Es gehört also schon Mut dazu, an einem grossen Opernhaus wie in Rom eine der wichtigsten und sicherlich auch schwierigsten französischen Opern des 19. Jahrhunderts auf die Bühne zu bringen. Ein Werk, das auch, und das macht den ganzen musikalischen Reiz von „Samson et Dalila“ aus, von der leidenschaftlichen Auseinandersetzug für oder gegen die Musik Richard Wagners lebt.
Saint-Saëns war als Wagnerianer verschrien, als sogenannter „Wagnérien impéniten“, doch damit tut man dem Franzosen mehr als Unrecht. Sicherlich nähert sich seine Musik Wagner mehr als die von Bizet.

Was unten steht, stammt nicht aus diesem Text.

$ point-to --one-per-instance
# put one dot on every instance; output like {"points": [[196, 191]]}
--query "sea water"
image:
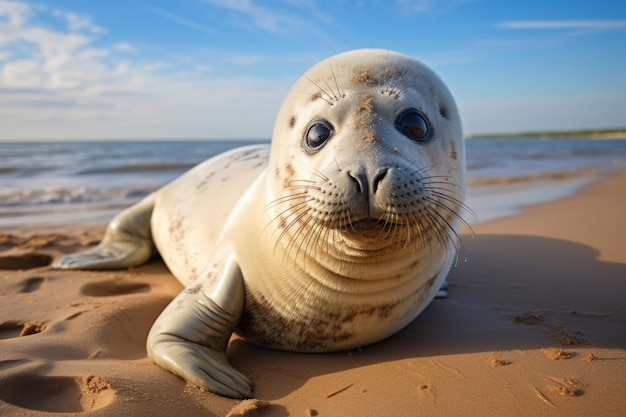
{"points": [[88, 182]]}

Auch wenn Saint-Saëns leitmotivische Elemente verarbeitet und dem Orchester eine verstärkte Präsenz als in anderen zeitgenössischen französischen Opern einräumt, war er nie ein erklärter Anhänger Wagners.

Saint-Saëns suchte sich musikalisch einen eigenen Weg zwischen Wagner und der typisch französischen Musik seiner Zeit, und deshalb ist sein Hauptwerk musikalisch hoch interessant. Die Oper hatte übrigens nicht in Frankreich ihre Uraufführung, sondern, dank der Vermittlung von Franz Liszt, 1877 in Weimar. Der Komponist wurde stürmisch gefeiert.
Die Neuproduktion an der römischen Staatsoper war ein Risiko. Schon wegen des Orchesters. In der Regel tun sich italienische Orchester schwer mit französischer Musik. Den meisten italienischen Dirigenten gelingt es nicht, das nur scheinbar leichte der französischen Musik, ihr tonales Fließen adäquat umzusetzen.
Deshalb engagierte man Charles Dutoit. Obwohl kein junger Mann mehr, war seine Interpretation der Partitur meisterhaft. Ein großes Lob auch dem Orchester der römischen Staatsoper.

Die Besetzung war gut, mehr aber auch nicht. Aleksandrs Antonenko sang den Samson. Eine Stimme, die für einen Kraftprotz, der Tempel zum Einstürzen bringt, zu klein und zu unsicher war. Da nützte auch das Kostüm nichts: Carlus Padrissa von der spanischen Theatergruppe La Fura dels Baus hatte den Sänger in ein Muskelkostüm gesteckt, das an den Zeichentrickhelden Hulk erinnerte.
Olga Borodina interpretierte die Dalila. Sicherlich war die Borodina einmal ein wirklich guter dramatischer Mezzosopran. Die Rolle der Dalila sang sie weltweit, doch scheint ihre Stimme in vielen Momenten ein wenig wacklig geworden zu sein. Auch der ansonsten ausgezeichnete Chor der Staatsoper enttäuschte ein wenig: dass er französisch sang war nur zu erraten.

Interessant hingegen die Regie von Carlus Padrissa. Um Geld zu sparen, nutzte er Videoprojektionen. Das funktionierte ausgezeichnet. Kurios die Szene mit dem Siegesfest. Der Regisseur stellte sadomasochistische Folterszenen dar, die anscheinend an Pier Paolo Pasolinis Film „120 Tage von Salò“ erinnern sollten. Während in Pasolinis Film die Gefolterten nackt sind, sind sie in der Inszenierung Padrissas in hautfarbene und eng am Körper anliegende Gummianzüge gekleidet. Das wirkte doch recht albern, aber in Rom muß man immer noch und immer wieder auf das eher konservative Publikum Rücksicht nehmen, das bei einem nackten Körper auf der Bühne in der Regel mit einem erstaunten „Oh!“ reagiert.